The Old Man and the Sea takes inspiration from Hemingway’s classic novel of the same name and begins with the “old man” the classic Daiquiri, to which we add a nod to “Papa” (Hemingway’s nickname) with a dash of Maraschino liqueur.
The unusual twist to this cocktail is of course the sea, a lashing of salt water and the briny, smokey aromas of Island Scotch add the finishing touches and conjure images of ocean spray, fishermen and the simple beauty of one of the great novels of the 20th century.

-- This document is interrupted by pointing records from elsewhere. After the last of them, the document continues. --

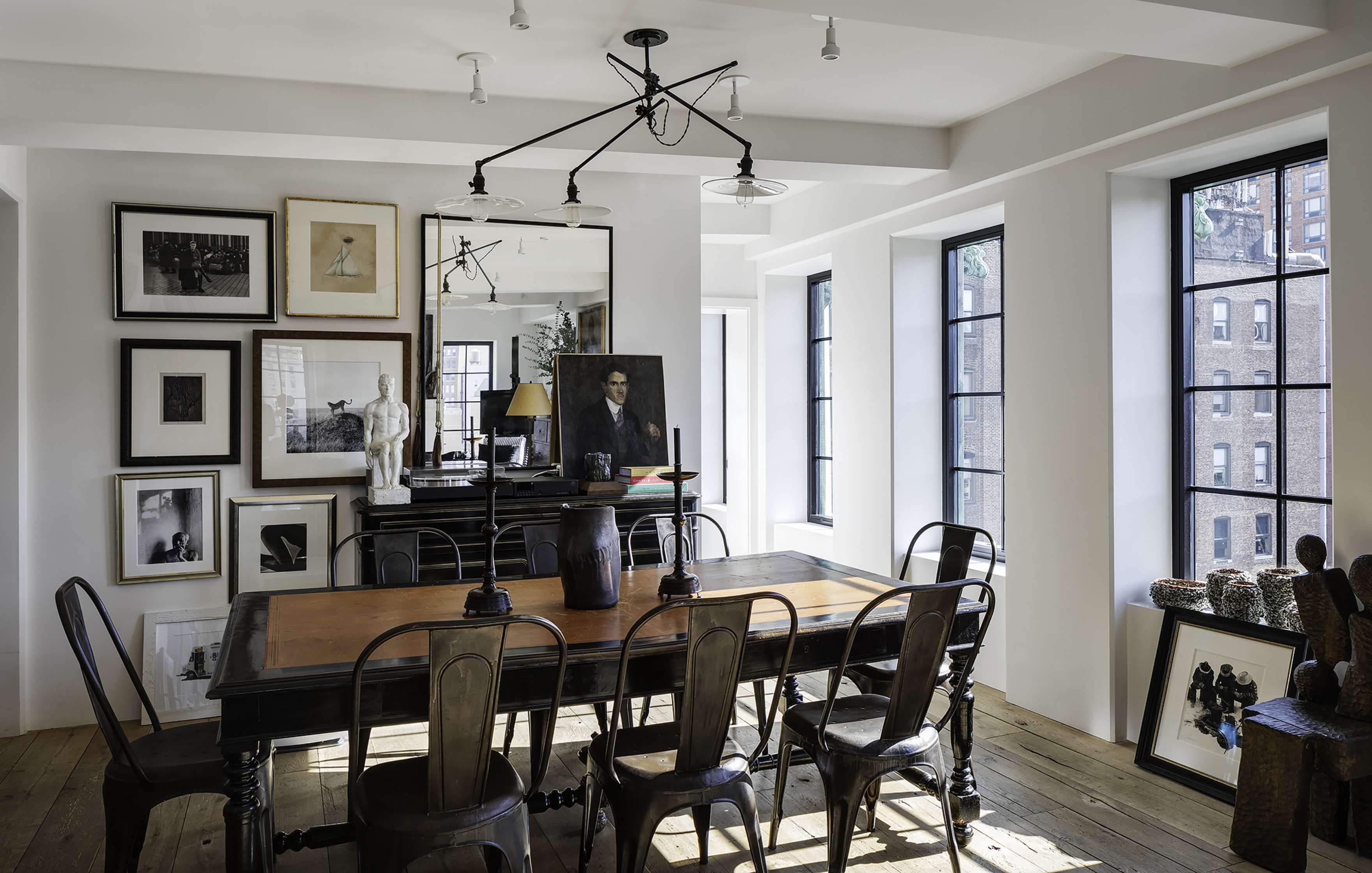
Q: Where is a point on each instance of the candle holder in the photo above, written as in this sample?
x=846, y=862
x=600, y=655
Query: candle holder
x=489, y=599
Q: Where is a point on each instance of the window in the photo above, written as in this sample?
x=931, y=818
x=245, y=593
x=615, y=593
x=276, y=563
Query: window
x=974, y=383
x=1263, y=463
x=1222, y=319
x=1222, y=268
x=1263, y=322
x=821, y=400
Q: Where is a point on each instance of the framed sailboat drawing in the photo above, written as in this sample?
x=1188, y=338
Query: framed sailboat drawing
x=342, y=258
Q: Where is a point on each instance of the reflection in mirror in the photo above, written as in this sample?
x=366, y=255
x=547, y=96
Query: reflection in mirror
x=514, y=295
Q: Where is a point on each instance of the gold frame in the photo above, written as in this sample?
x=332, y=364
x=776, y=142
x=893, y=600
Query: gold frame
x=118, y=526
x=326, y=315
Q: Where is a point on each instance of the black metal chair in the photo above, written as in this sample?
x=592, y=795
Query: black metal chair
x=859, y=739
x=654, y=771
x=461, y=792
x=166, y=764
x=396, y=551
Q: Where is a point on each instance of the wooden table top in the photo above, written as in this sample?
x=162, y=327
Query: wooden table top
x=278, y=637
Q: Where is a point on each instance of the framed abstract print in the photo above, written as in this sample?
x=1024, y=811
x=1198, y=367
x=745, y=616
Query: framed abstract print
x=194, y=264
x=342, y=258
x=180, y=401
x=280, y=543
x=309, y=394
x=168, y=526
x=1206, y=672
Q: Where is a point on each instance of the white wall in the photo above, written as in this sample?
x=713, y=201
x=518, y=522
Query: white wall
x=73, y=359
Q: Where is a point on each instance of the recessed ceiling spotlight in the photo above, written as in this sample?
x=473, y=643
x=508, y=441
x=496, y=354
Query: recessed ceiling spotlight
x=831, y=51
x=477, y=60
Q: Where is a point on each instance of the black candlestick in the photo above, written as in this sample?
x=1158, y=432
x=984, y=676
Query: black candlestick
x=678, y=583
x=488, y=599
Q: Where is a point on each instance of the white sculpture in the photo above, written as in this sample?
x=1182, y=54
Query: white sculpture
x=386, y=423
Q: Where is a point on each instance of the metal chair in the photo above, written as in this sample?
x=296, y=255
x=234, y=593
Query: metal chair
x=166, y=764
x=393, y=547
x=461, y=792
x=654, y=771
x=857, y=740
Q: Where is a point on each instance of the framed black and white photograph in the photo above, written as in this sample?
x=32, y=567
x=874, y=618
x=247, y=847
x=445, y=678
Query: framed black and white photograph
x=280, y=543
x=180, y=651
x=180, y=401
x=342, y=258
x=1206, y=672
x=311, y=391
x=614, y=404
x=194, y=264
x=168, y=526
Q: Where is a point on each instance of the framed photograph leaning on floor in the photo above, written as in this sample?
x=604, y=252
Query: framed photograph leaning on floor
x=180, y=401
x=1206, y=670
x=194, y=264
x=280, y=543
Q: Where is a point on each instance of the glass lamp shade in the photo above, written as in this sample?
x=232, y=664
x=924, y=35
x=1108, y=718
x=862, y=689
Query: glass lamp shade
x=573, y=215
x=530, y=400
x=479, y=207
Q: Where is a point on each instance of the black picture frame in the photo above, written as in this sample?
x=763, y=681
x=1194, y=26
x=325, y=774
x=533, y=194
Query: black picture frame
x=1172, y=618
x=235, y=423
x=268, y=260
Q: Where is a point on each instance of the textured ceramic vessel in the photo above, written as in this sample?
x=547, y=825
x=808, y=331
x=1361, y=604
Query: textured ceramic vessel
x=1183, y=594
x=588, y=558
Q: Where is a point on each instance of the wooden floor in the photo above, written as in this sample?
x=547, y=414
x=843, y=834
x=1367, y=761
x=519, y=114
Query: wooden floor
x=1053, y=799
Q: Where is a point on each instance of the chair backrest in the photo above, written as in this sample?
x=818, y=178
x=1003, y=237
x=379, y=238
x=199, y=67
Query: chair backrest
x=717, y=629
x=466, y=658
x=73, y=622
x=929, y=624
x=666, y=534
x=394, y=552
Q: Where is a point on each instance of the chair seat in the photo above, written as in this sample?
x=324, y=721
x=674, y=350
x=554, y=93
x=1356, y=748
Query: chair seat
x=855, y=728
x=648, y=755
x=394, y=797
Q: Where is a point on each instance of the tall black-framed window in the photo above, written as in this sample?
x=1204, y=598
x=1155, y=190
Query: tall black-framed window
x=1237, y=260
x=821, y=400
x=974, y=440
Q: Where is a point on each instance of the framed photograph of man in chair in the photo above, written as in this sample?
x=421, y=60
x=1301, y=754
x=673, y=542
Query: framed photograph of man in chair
x=614, y=404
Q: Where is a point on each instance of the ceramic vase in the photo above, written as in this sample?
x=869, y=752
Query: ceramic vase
x=588, y=558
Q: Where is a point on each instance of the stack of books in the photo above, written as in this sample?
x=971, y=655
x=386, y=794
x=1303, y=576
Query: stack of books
x=644, y=479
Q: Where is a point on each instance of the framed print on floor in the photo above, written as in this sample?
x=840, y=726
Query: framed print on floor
x=168, y=526
x=180, y=401
x=280, y=543
x=194, y=264
x=342, y=258
x=309, y=391
x=1206, y=670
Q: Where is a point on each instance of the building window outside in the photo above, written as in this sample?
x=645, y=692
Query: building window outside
x=821, y=400
x=974, y=382
x=1224, y=264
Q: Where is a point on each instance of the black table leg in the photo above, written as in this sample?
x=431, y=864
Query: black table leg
x=962, y=791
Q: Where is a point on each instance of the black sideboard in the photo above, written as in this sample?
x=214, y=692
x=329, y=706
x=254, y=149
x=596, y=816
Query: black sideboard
x=463, y=521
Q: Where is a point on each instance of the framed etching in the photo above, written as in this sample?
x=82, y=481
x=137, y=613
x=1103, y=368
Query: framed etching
x=1206, y=670
x=168, y=526
x=180, y=401
x=309, y=391
x=194, y=264
x=280, y=543
x=342, y=258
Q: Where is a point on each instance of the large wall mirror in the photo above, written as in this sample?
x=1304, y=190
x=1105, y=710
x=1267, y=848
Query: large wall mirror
x=552, y=292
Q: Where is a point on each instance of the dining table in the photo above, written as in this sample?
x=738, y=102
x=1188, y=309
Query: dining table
x=286, y=663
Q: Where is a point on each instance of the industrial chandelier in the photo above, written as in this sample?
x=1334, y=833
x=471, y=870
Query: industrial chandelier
x=744, y=187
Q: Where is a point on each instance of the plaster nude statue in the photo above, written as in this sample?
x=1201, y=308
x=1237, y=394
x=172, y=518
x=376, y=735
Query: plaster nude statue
x=386, y=423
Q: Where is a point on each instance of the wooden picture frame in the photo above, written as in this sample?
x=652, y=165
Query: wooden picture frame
x=1192, y=731
x=214, y=416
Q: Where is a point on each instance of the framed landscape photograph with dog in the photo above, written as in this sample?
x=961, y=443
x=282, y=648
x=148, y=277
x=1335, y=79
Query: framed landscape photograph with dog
x=309, y=392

With modern mixology reaching new heights daily, incredible new techniques, ever more complex cocktails and obscure ingredients, it’s easy to get caught up in the cocktail “rat race” and forget the essence of so many great bars and classic cocktails, that all you really need at the end of the day is a good drink and a good story.
The Old Man and the Sea
50ml Bacardi Superior
20ml Pure Cane Syrup
25ml Freshly squeezed lime juice
2.5ml Saline Solution*
5ml Maraschino Liqueur
Talisker Whisky Mist
Combine ingredients in a cocktail shaker
Fill with large, fresh blocks of ice
Shake hard and well
Fine strain into a frozen cocktail glass
Using a mister or atomiser, spray a fine mist of Talisker over the surface of the cocktail and rim of the glass.
Garnish with a twist of lime peel
*Combine equal parts salt and hot water. Stir until salt is dissolved.